I had a few sessions with the Budapest Scoring Orchestra last year, but never did anything in LA so far.
Just out of curiosity, the recording isn't with complete buyout rights is it? I actually would love to record there too, but IMO this would be kind of a deal-breaker.


----------



## bennyoschmann (Feb 25, 2016)

@R.Cato, @AlexanderSchiborr & @AlexRuger: Thanks a lot guys 



FredericBernard said:


> Benny,
> 
> this sounds absolutely amazing! Very inspired, charming orchestration. Like with your Raven Overture, congrats on this one too( - would wonder how this specific piece would sound if played by this orchestra.)
> 
> ...



Many thanks, Frederic! Yes, unfortunately these recordings from the Open Session can only be used for demo reels, website etc., not for commercial projects. I don't know if they offer complete buyout rights now, but feel free to contact the guys from Hollywood Scoring.
However the prices for a full session are about 10(+) times higher as for a session in Budapest


----------



## bennyoschmann (Feb 25, 2016)

You can now find the score on my website's 'http://bocomposer.weebly.com/score-sheets.html (Score Sheets') section. Enjoy!


----------



## Assa (Feb 26, 2016)

Thank you so much for sharing your score with us benny !


----------



## Steve Martin (Feb 27, 2016)

Thank you Benny for the score. Great! Looking forward to reading it.

cheers,

Steve


----------



## germancomponist (Feb 27, 2016)

Humans are humans, sample libraries are (only) libraries of one moment.
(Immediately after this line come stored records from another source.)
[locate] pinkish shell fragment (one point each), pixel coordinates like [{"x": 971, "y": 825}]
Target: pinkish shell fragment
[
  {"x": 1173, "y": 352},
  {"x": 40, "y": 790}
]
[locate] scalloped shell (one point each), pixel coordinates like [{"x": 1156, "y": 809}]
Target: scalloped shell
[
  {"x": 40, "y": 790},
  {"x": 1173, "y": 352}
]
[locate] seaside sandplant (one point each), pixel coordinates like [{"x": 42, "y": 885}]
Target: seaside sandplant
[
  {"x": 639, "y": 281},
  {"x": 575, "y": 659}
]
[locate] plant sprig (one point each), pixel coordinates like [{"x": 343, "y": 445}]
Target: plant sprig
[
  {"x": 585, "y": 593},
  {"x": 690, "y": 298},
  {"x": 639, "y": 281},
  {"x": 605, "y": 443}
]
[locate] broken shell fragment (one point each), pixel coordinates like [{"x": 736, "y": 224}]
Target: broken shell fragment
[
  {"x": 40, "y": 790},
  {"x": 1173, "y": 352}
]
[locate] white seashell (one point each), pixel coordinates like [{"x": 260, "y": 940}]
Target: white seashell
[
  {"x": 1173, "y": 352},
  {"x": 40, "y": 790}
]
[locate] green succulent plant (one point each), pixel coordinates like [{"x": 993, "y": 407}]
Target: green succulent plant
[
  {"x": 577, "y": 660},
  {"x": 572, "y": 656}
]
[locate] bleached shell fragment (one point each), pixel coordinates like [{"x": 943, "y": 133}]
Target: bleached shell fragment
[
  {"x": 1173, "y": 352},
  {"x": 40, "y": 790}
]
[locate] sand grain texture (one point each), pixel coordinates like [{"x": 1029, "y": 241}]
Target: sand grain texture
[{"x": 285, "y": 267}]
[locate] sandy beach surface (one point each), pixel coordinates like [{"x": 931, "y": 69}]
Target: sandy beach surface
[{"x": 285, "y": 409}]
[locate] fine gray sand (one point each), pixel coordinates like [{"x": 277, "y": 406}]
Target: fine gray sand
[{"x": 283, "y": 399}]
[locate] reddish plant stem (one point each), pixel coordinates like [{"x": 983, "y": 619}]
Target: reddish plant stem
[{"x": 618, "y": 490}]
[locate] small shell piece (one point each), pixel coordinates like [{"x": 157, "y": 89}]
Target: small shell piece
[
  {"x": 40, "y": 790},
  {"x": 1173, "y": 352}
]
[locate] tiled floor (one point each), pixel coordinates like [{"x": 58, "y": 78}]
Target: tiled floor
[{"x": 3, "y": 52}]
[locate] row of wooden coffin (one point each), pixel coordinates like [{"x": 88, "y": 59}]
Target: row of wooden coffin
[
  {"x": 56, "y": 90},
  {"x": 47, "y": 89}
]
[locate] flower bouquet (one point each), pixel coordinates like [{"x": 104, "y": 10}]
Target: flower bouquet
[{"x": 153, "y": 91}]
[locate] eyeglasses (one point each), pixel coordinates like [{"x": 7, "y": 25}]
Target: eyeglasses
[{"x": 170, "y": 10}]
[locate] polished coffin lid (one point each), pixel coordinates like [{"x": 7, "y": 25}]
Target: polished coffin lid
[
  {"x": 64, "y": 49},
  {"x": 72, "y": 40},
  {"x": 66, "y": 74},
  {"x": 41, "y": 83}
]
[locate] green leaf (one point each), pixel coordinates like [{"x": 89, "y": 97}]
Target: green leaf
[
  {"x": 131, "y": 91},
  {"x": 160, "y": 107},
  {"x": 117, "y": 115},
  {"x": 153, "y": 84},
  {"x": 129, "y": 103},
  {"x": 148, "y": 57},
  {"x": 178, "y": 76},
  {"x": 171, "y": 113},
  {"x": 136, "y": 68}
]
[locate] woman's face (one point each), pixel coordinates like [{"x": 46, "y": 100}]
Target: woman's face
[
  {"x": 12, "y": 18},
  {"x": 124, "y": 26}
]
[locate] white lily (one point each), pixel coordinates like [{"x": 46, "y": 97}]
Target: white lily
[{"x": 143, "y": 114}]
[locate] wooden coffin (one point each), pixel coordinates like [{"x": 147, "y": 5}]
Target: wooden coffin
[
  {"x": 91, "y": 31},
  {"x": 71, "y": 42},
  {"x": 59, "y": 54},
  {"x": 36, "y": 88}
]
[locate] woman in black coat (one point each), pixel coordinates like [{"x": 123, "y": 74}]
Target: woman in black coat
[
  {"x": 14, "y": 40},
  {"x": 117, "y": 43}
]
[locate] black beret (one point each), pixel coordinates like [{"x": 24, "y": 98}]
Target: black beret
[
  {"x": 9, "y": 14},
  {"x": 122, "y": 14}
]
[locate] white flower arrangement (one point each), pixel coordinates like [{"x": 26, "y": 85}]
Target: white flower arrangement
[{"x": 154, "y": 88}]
Not and never comparable to a live session!


----------



## FredericBernard (Mar 5, 2016)

Thanks again for sharing the printed score. It's a joy to study and great to see the magic behind the music!
The ending is just gorgeously beautiful, somewhat like the love theme from superman. (maybe this was a inspiration for your cue)

Just out of interest, do you also work a lot with mock-ups in DAW for your tracks, or do you mostly work with Sibelius/Finale?


----------